= Seasonworker =

Holiday resort worker

In the United Kingdom, a seasonworker (also called a holiday rep or a saisonaire) is a seasonal worker who spends their summers or winters working abroad for a tour operator.

==Overview==
A seasonworker can spend up to eight months abroad; as a result, the job is often filled by those on a gap year, students, or those seeking a career break. The jobs are usually low-paid, but accommodation is generally included, as are perks such as ski passes for winter seasons. Seasonworkers usually benefit from ample free time, discounts at the resort where they are based, and the chance to learn about new cultures.

Due to the holiday-like conditions they live in, seasonworkers can have a reputation for being rowdy and irresponsible and encouraging acts such as binge-drinking, an image largely promoted by British television programmes such as Ibiza Uncovered, Ibiza Weekender, and Club Reps.

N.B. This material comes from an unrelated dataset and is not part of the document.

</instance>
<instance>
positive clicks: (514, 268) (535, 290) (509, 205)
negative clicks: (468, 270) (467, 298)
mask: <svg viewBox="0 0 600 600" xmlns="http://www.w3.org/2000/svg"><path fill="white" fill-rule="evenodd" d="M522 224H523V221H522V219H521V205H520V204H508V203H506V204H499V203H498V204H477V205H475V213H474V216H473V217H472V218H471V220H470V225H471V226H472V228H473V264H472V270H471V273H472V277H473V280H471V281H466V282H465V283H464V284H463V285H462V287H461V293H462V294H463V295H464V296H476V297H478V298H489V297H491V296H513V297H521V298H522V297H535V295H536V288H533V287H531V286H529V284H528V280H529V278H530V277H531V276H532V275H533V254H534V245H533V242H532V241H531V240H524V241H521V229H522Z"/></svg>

This led to a backlash against many "Brits abroad" holidays by the police and other authorities.

Seasonworkers who work for family camping companies such as Canvas Holidays, Eurocamp, Camping Life, and Keycamp may be somewhat unhappy about being associated with the word "rep" and therefore go by the traditional title of "courier". Being a seasonworker can be enjoyable, but there are times when hard work is required, usually on changeover days when everything needs to be cleaned. Also, at many campsites, owners insist that "live tents" are generally situated in the worst locations, i.e., next to rubbish containers or cesspits.

Some seasonal work, such as sailing and jet skiing instruction, requires staff to obtain a qualification.